After modifying the user options in dft-options.yaml and hpc-options.yaml, the commands needed to generate data for training a model are below. For a full explanation of each, read on to the following sections.
# Modify dft-options.yaml and hpc-options.yaml as appropriate
# ...
# Run SCF
doslearn_run_scf
# Process outputs
doslearn_process_scf
Inspect the file dft-options.yaml and edit the variables found there, specific for your set up.
You can also inspect the default DFT options, which can be printed with:
import pprint
from rholearn.options import get_defaults
pprint.pprint(get_defaults("dft", "doslearn"))
Any of these can be modified by specification in the local file dft-options.yaml.
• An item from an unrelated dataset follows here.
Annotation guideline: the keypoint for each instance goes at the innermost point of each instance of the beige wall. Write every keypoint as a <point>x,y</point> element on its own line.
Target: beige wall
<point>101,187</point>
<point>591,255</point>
Note: the options in hpc-options.yaml will also need to be changed, depending on your cluster. The way that rholearn.aims_interface
creates run scripts for HPC resources has only been tested on a handful of clusters, all with slurm schedulers. It is not completely general and may require some hacking if not compatible with your systems. The "LOAD_MODULES"
and "EXPORT_VARIABLES"
attempt to allows generic loading of modules and exporting of environment variables, respectively, but something may be missing.
Run the SCF procedure. This submits a parallel array of SCF calculations for each structure in the dataset.
from rholearn.aims_interface import scf
scf.doslearn_run_scf()
Alternatively, from the command line: doslearn_run_scf
After the calculation has finished, the run directory for each structure contains the following files:
raw/ # Raw data directory
└── 0/ # Directory for the first structure (index 0)
├── aims.out # Output file from FHI-aims SCF calculation
├── control.in # Input control file for FHI-aims SCF step
├── dft-options.yaml # Copy of DFT options
├── Final_KS_eigenvalues.dat # Output file of eigenvalues
├── geometry.in # Input file with atomic coordinates and species
├── hpc-options.yaml # Copy of HPC options
└── slurm_*.out # Output file from SLURM job scheduler
└── 1/
...
The calculation has (hopefully) converged to the SCF solution for the given input options.
Now process the SCF outputs. First, the "aims.out" file is parsed to extract various information and pickle it to file "calc_info.pickle" in the FHI-aims
run directory.
Next, the eigenvalues contained in "Final_KS_eigenvalues.dat" are parsed and are used to construct the DOS via gaussian smearing of the eigenvalues. To facilitate shifting of the energy reference, the DOS are represented using Cubic Hermite Splines, which are constructed according to the splines settings DOS_SPLINES
specified in dft-options.yaml. In the splines settings, min_energy
and max_energy
are used to define the energy window in which the splines will be computed for. Endpoints for each piece of the spline are distributed uniformly on the energy grid, with a spacing defined by interval
. Then, sigma
is used to denote the width of gaussian smearing used to define the DOS. These splines are then stored in TensorMap
format and saved to a series of processed data directories at path (i.e. for structure index 0) data/processed/0/dos/dos_spline.npz
.
Splines generated with different parameters can be saved to different processed data directories by changing the default option for RUN_DIR
in dft-options.yaml.
from rholearn.aims_interface import scf
scf.doslearn_process_scf()
Alternatively, from the command line: doslearn_process_scf
In the supporting notebook part-1-dft, SCF convergence can be checked.